Na odwrócenie losów dwumeczu przed wtorkowym starciem liczą teraz kibice w Turynie. Juventus, którego rywalem jest Atletico Madryt, przegrał trzy tygodnie temu na Wanda Metropolitano 0:2 i znajduje się w bardzo trudnej sytuacji. Jednak jak pokazały wcześniejsze konfrontacje wszystko jest jeszcze możliwe. Tym bardziej, że w ostatniej ligowej kolejce „Stara Dama” zdobyła cztery gole przeciwko Udinese, tracąc tylko jednego. Cały mecz na ławce rezerwowych spędził Cristiano Ronaldo, który ma być w pełni wypoczęty na rewanż z ekipą z Madrytu i pomóc kolegom w przejściu niewygodnego rywala.
Nie mniej emocji powinien przynieść środowy mecz pomiędzy Bayernem Monachium, a Liverpoolem. W weekend Bawarczycy rozprawili się 6:0 z Vfl Wolsburg, a dwa gole w tym starciu zdobył Robert Lewandowski. Teraz kapitan reprezentacji Polski będzie chciał znaleźć sposób na Alissona Beckera stojącego w bramce „The Reds”. Jednak Jurgen Klopp wracając do swojej ojczyzny będzie chciał zrobić wszystko by do dalszej fazy awansował zespół z Wysp Brytyjskich. W pierwszym starciu padł bezbramkowy remis więc szanse na awans należy podzielić po równo.
W pozostałych dwóch meczach Manchester City zagra z Schalke Gelsenkirchen, które pokonał na jego terenie 3:2, a FC Barcelona zmierzy się z Olypique Lyonem. We Francji niespodziewanie padł bezbramkowy remis. W rewanżu powinno być zatem inaczej.
Wszystkie mecze będzie można obejrzeć na antenach Polsatu Sport Premium. Natomiast mecz pomiędzy Bayernem, a Liverpoolem dodatkowo pokaże TVP 1.

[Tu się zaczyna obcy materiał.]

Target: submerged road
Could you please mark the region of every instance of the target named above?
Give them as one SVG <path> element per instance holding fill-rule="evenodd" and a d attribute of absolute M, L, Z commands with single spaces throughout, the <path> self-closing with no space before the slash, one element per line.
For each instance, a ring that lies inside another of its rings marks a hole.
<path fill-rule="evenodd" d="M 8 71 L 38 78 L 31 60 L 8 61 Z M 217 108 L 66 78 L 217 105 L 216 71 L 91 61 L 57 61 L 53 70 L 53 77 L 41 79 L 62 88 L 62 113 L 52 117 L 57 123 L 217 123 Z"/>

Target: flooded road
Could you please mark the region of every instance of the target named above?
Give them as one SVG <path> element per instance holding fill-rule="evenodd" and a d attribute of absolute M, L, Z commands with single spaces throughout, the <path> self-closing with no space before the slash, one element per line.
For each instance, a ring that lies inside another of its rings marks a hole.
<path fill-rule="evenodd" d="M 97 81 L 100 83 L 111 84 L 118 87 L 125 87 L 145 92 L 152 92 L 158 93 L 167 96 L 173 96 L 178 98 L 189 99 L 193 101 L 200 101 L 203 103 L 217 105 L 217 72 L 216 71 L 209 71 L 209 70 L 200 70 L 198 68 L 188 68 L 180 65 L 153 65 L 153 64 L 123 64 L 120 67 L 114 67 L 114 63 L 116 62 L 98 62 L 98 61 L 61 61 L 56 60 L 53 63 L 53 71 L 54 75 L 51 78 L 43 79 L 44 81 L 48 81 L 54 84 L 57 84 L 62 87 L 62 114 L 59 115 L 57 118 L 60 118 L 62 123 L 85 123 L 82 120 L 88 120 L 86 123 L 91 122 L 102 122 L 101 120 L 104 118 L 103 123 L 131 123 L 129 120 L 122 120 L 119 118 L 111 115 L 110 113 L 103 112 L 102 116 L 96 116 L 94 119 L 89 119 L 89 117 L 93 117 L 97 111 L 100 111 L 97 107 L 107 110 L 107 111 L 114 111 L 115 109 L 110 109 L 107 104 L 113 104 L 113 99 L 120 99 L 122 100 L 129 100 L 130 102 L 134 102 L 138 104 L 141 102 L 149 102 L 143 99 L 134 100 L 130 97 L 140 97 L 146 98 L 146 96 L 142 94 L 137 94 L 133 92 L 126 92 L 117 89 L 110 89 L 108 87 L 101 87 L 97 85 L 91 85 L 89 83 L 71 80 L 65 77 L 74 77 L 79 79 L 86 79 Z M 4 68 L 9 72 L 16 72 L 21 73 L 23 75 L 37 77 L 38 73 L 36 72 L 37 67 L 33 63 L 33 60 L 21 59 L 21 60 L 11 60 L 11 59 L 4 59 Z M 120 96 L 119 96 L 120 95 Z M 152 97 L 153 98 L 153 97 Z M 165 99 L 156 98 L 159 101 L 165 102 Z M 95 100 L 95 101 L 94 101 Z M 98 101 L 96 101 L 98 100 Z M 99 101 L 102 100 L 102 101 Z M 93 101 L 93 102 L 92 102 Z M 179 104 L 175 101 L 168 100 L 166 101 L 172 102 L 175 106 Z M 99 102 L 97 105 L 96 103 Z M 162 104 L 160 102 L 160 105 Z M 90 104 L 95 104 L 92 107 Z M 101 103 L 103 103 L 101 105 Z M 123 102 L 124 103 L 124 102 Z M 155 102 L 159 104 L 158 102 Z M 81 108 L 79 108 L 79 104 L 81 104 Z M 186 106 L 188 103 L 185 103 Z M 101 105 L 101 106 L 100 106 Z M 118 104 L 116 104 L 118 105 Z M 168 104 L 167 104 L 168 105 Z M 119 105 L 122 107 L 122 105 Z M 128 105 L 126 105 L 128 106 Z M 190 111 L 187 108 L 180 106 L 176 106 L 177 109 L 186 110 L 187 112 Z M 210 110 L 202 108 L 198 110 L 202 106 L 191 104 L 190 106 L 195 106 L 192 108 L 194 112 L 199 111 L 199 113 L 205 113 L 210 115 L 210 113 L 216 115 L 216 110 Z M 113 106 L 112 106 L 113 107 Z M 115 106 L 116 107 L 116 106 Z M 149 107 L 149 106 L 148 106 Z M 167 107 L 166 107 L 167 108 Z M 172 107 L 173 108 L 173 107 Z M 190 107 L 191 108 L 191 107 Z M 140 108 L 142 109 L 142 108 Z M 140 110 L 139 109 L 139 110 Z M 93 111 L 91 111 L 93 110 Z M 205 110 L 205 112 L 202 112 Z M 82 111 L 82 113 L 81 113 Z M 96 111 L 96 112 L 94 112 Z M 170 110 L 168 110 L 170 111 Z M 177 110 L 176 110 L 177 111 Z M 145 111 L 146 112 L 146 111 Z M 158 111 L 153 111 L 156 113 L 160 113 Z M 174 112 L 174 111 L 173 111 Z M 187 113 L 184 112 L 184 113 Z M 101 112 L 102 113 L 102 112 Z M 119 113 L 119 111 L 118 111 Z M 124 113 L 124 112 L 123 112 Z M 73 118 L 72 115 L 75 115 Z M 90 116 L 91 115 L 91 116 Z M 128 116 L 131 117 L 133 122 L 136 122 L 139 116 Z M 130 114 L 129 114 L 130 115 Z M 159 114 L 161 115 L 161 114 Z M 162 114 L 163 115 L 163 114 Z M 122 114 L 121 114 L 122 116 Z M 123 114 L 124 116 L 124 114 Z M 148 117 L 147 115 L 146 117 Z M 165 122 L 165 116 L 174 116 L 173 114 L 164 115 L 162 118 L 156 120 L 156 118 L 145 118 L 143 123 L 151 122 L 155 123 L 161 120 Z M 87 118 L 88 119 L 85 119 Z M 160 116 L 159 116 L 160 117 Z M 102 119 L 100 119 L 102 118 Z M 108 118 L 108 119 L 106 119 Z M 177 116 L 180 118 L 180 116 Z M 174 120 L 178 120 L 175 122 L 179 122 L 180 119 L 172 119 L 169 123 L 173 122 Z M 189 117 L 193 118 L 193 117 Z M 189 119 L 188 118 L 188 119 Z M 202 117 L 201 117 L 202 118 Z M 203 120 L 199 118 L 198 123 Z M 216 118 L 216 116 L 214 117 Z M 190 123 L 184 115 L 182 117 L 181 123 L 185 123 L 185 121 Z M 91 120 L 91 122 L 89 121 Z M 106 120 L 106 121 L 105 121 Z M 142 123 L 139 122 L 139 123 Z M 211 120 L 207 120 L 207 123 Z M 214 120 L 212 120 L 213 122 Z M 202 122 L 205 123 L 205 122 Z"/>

Po wyłonieniu wszystkich ćwierćfinalistów, w piątek 15 marca, poznamy pary w kolejnych rundach. UEFA zdecydowała się od razu losować ćwierćfinały i półfinały. Tym samym każdy z uczestników pozna ewentualną drogę do finału rozgrywek. W losowaniu nie będzie żadnych restrykcji, to znaczy, że trafić na siebie będą mogły ekipy zarówno z tego samego państwa, jak i te, które rywalizowały już w fazie grupowej.